Ex-promotora que tentou acobertar colega é processada nos EUA

Em ação criminal movida pelo procurador-geral da Geórgia (EUA), Chris Carr, um grand jury denunciou a ex-promotora Jackie Johnson, que chefiou a Promotoria de Brunswick, com as acusações de crime por violar seu juramento profissional e de contravenção penal por obstruir a investigação policial de um homicídio no qual um ex-colega de promotoria estava envolvido.

A ex-promotora corre o risco de ser sentenciada a até seis anos de prisão

O crime da ex-promotora foi o de usar seu cargo para proteger o ex-investigador da promotoria Greg McMichael, que trabalhou com ela antes de se aposentar, em 2019, e seu filho, Travis McMichael. Ambos perseguiram Ahmaud Arbery, um homem negro de 25 anos que praticava jogging no bairro. Travis atirou em Arbery à queima-roupa e o matou, em 23 de fevereiro de 2020.

À ex-promotora, Greg McMichael disse que ele e seu filho acreditavam que Arbery era responsável por violações de domicílio no bairro. Jackie Johnson e um outro promotor conseguiram impedir a prisão dos assassinos por mais de dois meses — ou até que um vídeo filmado pelo vizinho William Bryan, que se juntou à perseguição, vazou na internet.

A publicação do vídeo causou comoção popular e o governador Brian Kemp pediu ao Georgia Bureau of Investigation (GBI) que assumisse as investigações. O GBI concluiu que Arbery não cometeu qualquer crime e os três perseguidores foram finalmente presos. O procurador-geral do estado pediu, então, ao grand jury para investigar e denunciar a ex-promotora.

"A denúncia afirma que Jackie Johnson violou seu juramento profissional ao favorecer e demonstrar afeição a Greg McMichael na investigação (do homicídio) e interferiu no trabalho dos policiais na cena do crime, aos lhes dizer que os suspeitos não deveriam ser presos", declarou o procurador-geral, ao comentar a decisão do grand jury.

A ex-promotora, que não conseguiu se reeleger em 2020 por causa da repercussão do caso, declarou que se afastou das investigações ao se sentir suspeita, pela relação de trabalho que teve com o ex-investigador da promotoria. E que encarregou o promotor George Barnhill, da cidade de Waycross, de assumir o caso.

Mas, antes disso, a então promotora já havia pedido a Barnhill para discutir com a polícia os procedimentos do caso. As investigações revelaram que Barnhill já havia se comunicado com os policiais e dito a eles que "não via bases legais para a prisão de qualquer dos indivíduos envolvidos na morte de Arbery".

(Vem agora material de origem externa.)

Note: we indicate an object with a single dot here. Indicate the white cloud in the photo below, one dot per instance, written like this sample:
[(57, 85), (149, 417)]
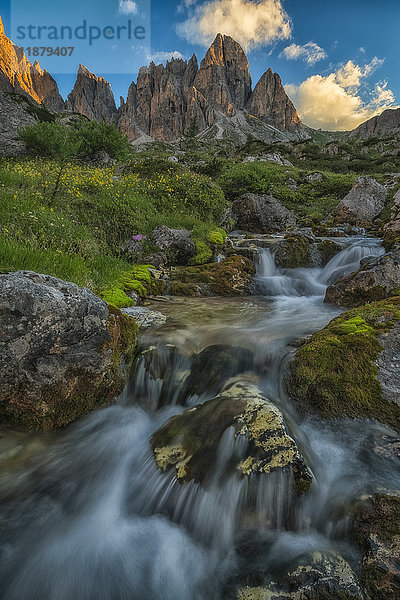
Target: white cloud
[(250, 23), (127, 7), (349, 76), (162, 57), (335, 102), (310, 52)]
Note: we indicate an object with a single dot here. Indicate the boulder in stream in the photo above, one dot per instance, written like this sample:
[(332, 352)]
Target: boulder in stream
[(314, 576), (376, 530), (188, 443), (300, 250), (63, 351), (262, 214), (376, 280), (232, 276), (212, 367), (351, 367), (363, 204), (392, 227)]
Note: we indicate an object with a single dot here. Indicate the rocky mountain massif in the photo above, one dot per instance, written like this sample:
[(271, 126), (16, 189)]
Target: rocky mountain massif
[(18, 75), (182, 98)]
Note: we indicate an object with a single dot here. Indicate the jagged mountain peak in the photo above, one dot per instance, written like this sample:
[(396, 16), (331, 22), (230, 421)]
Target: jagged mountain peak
[(18, 75), (168, 101), (92, 96)]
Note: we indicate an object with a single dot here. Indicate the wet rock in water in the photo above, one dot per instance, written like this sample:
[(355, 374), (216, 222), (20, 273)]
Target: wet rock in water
[(230, 277), (342, 370), (393, 225), (177, 244), (213, 366), (363, 203), (64, 351), (145, 317), (376, 280), (189, 442), (313, 177), (376, 529), (156, 378), (262, 214), (316, 576), (299, 250)]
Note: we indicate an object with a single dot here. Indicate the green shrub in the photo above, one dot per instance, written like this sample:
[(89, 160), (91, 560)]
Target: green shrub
[(82, 140), (95, 137), (51, 139)]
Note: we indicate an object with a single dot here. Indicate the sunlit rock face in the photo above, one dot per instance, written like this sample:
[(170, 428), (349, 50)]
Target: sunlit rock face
[(92, 97), (172, 101), (18, 75), (224, 77), (270, 103)]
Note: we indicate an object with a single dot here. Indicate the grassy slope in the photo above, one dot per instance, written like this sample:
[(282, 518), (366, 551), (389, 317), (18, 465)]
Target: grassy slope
[(76, 234)]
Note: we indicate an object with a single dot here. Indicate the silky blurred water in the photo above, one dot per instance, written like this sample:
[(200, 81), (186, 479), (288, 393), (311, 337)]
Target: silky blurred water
[(86, 515)]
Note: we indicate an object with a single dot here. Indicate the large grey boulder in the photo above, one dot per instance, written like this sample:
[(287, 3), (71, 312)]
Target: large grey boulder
[(177, 244), (262, 214), (63, 351), (363, 203), (376, 280)]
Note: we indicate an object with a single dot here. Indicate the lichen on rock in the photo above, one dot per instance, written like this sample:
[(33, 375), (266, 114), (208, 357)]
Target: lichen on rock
[(189, 441)]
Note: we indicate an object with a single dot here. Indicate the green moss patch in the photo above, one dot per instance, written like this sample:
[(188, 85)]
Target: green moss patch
[(334, 374)]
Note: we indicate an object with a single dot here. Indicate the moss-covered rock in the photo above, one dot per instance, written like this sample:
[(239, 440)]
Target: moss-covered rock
[(63, 351), (230, 277), (316, 576), (293, 252), (335, 374), (376, 280), (189, 442), (376, 530), (300, 250)]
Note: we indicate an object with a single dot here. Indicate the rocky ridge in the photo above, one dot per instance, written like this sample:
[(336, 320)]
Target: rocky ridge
[(167, 102), (18, 75)]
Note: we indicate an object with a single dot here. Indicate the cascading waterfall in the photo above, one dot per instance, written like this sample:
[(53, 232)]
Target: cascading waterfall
[(90, 517)]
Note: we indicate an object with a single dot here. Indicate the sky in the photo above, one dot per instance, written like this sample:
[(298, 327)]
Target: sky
[(338, 59)]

Barnhill também enviou uma carta ao capitão da polícia do Condado de Glynn, na qual escreveu que o pai e o filho "estavam seguindo, em uma 'perseguição quente', um suspeito de violação de domicílios, com uma sólida causa provável em primeira mão, em seu bairro, e que pediram a Arbery para parar".

A participação de Barnhill no caso lhe rendeu uma investigação, iniciada pelo procurador-geral Chris Carr. Barnhill também poderá ser investigado e denunciado por um grand jury, de acordo com Chris Carr, em declaração publicada por CNN, CNBC, The Hill e Associated Press.

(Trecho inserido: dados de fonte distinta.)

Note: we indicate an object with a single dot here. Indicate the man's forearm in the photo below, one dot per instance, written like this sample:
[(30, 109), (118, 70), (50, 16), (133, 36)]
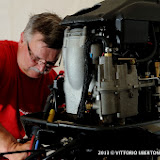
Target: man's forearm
[(6, 140), (8, 144)]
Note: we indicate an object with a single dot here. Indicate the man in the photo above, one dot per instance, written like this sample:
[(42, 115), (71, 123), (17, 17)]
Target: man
[(25, 73)]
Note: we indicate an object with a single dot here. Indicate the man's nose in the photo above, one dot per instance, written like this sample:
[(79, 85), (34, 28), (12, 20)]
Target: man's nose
[(41, 67)]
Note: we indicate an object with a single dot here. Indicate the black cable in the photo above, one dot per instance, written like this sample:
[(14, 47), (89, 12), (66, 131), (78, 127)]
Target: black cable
[(154, 50), (22, 151), (87, 72), (65, 149)]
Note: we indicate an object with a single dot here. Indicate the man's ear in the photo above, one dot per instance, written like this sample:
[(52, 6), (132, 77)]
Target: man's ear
[(21, 40)]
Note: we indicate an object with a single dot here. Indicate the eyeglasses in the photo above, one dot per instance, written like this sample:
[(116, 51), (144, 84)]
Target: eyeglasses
[(36, 60)]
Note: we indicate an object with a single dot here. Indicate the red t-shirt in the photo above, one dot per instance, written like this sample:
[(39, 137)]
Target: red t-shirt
[(18, 91)]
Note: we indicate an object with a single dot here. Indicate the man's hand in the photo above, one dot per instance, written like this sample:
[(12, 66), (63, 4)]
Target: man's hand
[(18, 147), (9, 144)]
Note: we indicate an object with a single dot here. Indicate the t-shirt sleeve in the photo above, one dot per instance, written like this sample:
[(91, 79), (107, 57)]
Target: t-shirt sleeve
[(2, 58)]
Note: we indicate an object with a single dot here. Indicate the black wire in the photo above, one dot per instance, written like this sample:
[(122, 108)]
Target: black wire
[(154, 50), (22, 151), (74, 144)]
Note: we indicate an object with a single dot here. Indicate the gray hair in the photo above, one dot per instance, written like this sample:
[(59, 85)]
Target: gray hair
[(48, 24)]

Barnhill também se declarou impedido de continuar no caso depois que a família de Arbery descobriu que o filho dele trabalhava com Jackie Johnson como assistente da promotoria.

A ex-promotora Jackie Johnson será julgada ainda no outono (entre setembro e dezembro no Hemisfério Norte). Se condenada, poderá ser sentenciada a até seis anos de prisão.

João Ozorio de Melo

é correspondente da revista Consultor Jurídico nos Estados Unidos.